洛倫佐家族的阿方索伯爵,居然在這個時候出現在這個地方,似乎有些不合常理。
他一動不動地站在巨大的十字架下,藉著月色靜靜凝視著耶穌基督的面容。恍然間,彷彿有一些斷斷續續的記憶片段在腦海中浮沉。
想要記住的,想要忘記的。
此時,羅密歐也正站在教堂的門外,透過狹窄的門縫默默注視著那個熟悉的身影。今晚的月色明明很亮,卻仍然讓他覺得無比黑暗。
「來了怎麼還不進來?」裡面的男人突然發出了聲音。
羅密歐微微一愣,隨即笑嘻嘻地推開了教堂的門。
「老大,這次怎麼選了教堂見面,這可是個和我們格格不入的地方呢。」他摘下了自己的帽子,走到了基督聖像前,「上帝早就拋棄了我們,不是嗎?」
「但我們也同樣拋棄了上帝。」阿方索淡淡掃了一眼聖壇上的浮雕,「這座天主教堂目前被教會暫時關閉等待修葺,最近不會有人來這裡。所以暫時是個安全的地方。」
「這話可不能讓帕克聽到了,他可是個比任何人都要虔誠的教徒呢。」羅密歐隨手拿起了一截未燒盡的蠟燭擺弄著,「話說回來,已經很久沒去你的城堡了,瑪格麗特這個小美女也快忘了我吧?對了,你們的那個家庭教師呢?還沒暴走?這次好像創了記錄呢。」
阿方索看了看他,顯然完全無視了那一堆問題,「看來這次的任務很順利。」
「如果你讓我殺了他,明天的報紙就一定會登出他的死訊。」羅密歐的眼睛裡笑意盈盈,那恬靜的藍色讓阿方索一瞬間想到了聖母的光輝。
「不過……我們似乎小看了米蘭特。」羅密歐聳了聳肩又接著說道,「在被手槍瞄準情況下,他居然一點也不驚慌,這根本不是一個普通花花公子該有的反應。而且之前派去的女人也莫名其妙的失蹤了,多半也和他有關。」
阿方索沉吟了幾秒,「米蘭特……這可能會是個比瑪德琳娜更難纏的角色。」
「我看這個傢伙也不會輕易知難而退,這次工程投標可能會有點麻煩。」羅密歐坐在了教堂前面一排用來祈禱的椅子上,放肆地將雙腳擱在了一本聖經上。

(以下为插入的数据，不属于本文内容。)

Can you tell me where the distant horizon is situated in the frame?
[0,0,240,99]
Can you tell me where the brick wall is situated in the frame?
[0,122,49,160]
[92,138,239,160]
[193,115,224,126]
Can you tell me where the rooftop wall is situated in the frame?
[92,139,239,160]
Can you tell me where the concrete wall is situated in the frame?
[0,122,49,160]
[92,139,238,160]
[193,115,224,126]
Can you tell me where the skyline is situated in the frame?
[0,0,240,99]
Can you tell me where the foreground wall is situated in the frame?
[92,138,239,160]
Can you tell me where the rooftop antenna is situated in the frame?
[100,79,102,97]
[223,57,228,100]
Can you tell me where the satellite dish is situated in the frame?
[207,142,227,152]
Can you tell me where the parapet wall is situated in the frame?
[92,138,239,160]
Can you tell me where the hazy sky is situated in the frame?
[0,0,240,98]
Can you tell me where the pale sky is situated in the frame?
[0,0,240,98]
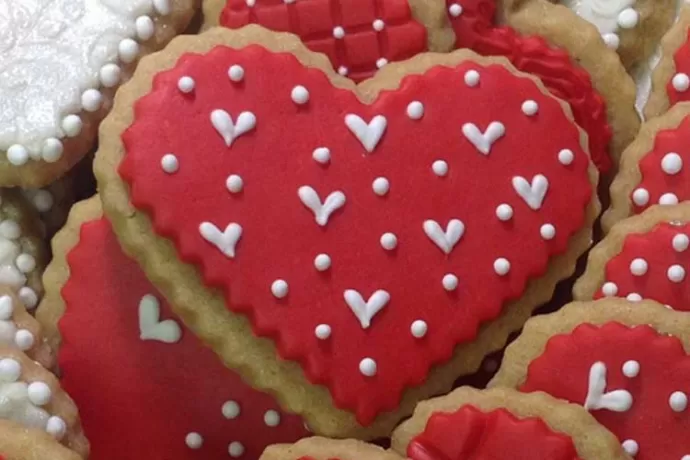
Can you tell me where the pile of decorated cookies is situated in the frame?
[0,0,690,460]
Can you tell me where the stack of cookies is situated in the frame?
[0,0,690,460]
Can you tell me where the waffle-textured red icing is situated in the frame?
[120,46,592,424]
[596,223,690,311]
[521,323,690,460]
[630,117,690,214]
[59,219,308,460]
[220,0,427,81]
[407,406,578,460]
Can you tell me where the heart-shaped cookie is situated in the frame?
[98,29,596,434]
[38,198,308,460]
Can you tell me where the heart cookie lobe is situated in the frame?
[120,46,593,425]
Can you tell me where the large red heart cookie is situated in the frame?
[39,198,308,460]
[98,29,596,434]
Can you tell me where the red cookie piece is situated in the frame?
[520,324,690,460]
[219,0,427,81]
[59,208,307,460]
[407,406,579,460]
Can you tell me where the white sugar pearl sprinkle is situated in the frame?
[359,358,377,377]
[184,432,204,450]
[271,280,289,299]
[290,85,309,105]
[668,391,688,412]
[410,319,429,339]
[623,360,640,379]
[314,254,331,272]
[314,324,332,340]
[672,73,690,93]
[661,152,683,176]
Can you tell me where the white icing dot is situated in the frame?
[371,177,391,196]
[441,273,458,291]
[601,281,618,297]
[14,329,35,351]
[359,358,377,377]
[184,433,204,449]
[465,70,479,87]
[661,152,683,175]
[314,254,331,272]
[225,174,244,193]
[496,203,513,222]
[264,410,280,427]
[161,153,180,174]
[17,286,38,310]
[521,100,539,117]
[62,115,83,137]
[228,65,244,83]
[672,234,690,252]
[407,101,424,120]
[0,358,22,382]
[623,360,640,379]
[290,85,309,105]
[633,188,649,206]
[668,391,688,412]
[381,232,398,251]
[539,224,556,240]
[558,149,575,166]
[134,16,156,41]
[659,193,678,206]
[221,401,241,420]
[177,76,196,94]
[666,265,685,283]
[27,382,53,406]
[410,319,429,339]
[311,147,331,165]
[671,73,690,93]
[314,324,331,340]
[494,257,510,276]
[431,160,448,177]
[271,280,288,299]
[81,89,103,112]
[228,441,244,458]
[41,137,64,163]
[99,64,122,88]
[621,439,640,457]
[448,3,462,18]
[117,38,139,64]
[46,416,67,441]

「但最終能起決定作用的另有其人。」阿方索意味深長地看了他一眼。
羅密歐一愣,「你是指負責這次重建工程的佩拉議長?可你之前不是說他像塊難啃的骨頭嗎?這個傢伙歷來軟硬不吃,賄賂威脅什麼方法都沒用。」
「如果沒有米蘭特的插手,本來也毋需去打擾他。但現在,我們或許真要啃啃這塊骨頭了。」阿方索的眼中絛蕩著令人心寒的凜冽銳利,「只要是人,就一定會有弱點。」
兩人之間忽然一下子安靜下來,窗外傳來了風吹動樹葉的細微聲音。
「對了,還有一件有趣的事。」羅密歐很快打破了這片沉寂,「你猜我今天在米蘭特的房間裡看到誰了?」
阿方索不置可否地挑了挑眉,顯然對這件事並不關心。
「可能你都已經忘了。就是那個會功夫的東方女孩。」
「什麼?」阿方索的臉色微有動容,「你是說那個女孩?她怎麼會在那裡?」
羅密歐似乎對他的異常反應也有些驚訝,「原來你也記得她。不過那個女孩好像只是走錯了房間而已。如果我沒猜錯,米蘭特可能把她當成我們派去的人了。」
「那麼她……不過這麼好的身手,應該沒事吧。」阿方索的語氣一如既往的冷淡,卻帶上了一抹連他也沒察覺的關切。
「那可不一定。今天要不是我及時進去,她恐怕就要吃虧了。」羅密歐那種毫無掩飾的笑容使他看上去幾乎像個純真的孩子。
「哦?」阿方索臉上的神色有些捉摸不定,「你好像對這女孩真的很有興趣?」
羅密歐故作幽怨地歎了一口氣,「有興趣又怎麼樣?人家已經名花有主了。算了算了,看來看去還是我的小情人最可靠。」
他那誇張的表情令阿方索忍不住笑了起來,「好了,時間也不早了,那你就先回去和你的小情人團聚吧。」
「呃,我今天是打車過來的。為了撫慰一下我這顆脆弱的小心靈,老大你就乾脆再送我回家吧。」羅密歐邊說邊推開了教堂的門。
阿方索走到自己的銀色Bentley旁,還親手打開了副駕駛座的門,難得地開起了玩笑,「那就讓你享受一次我的女人才有的待遇吧。」
羅密歐哈哈一笑,隨口問道,「這個位置應該還沒有女人坐過吧?」
阿方索並沒有回答,只是優雅地牽動了一下嘴角。
午夜時分的羅馬街頭,燈火依舊輝煌。絢爛的光流交相輝映,呈現著一種如夢似幻的迷離之美。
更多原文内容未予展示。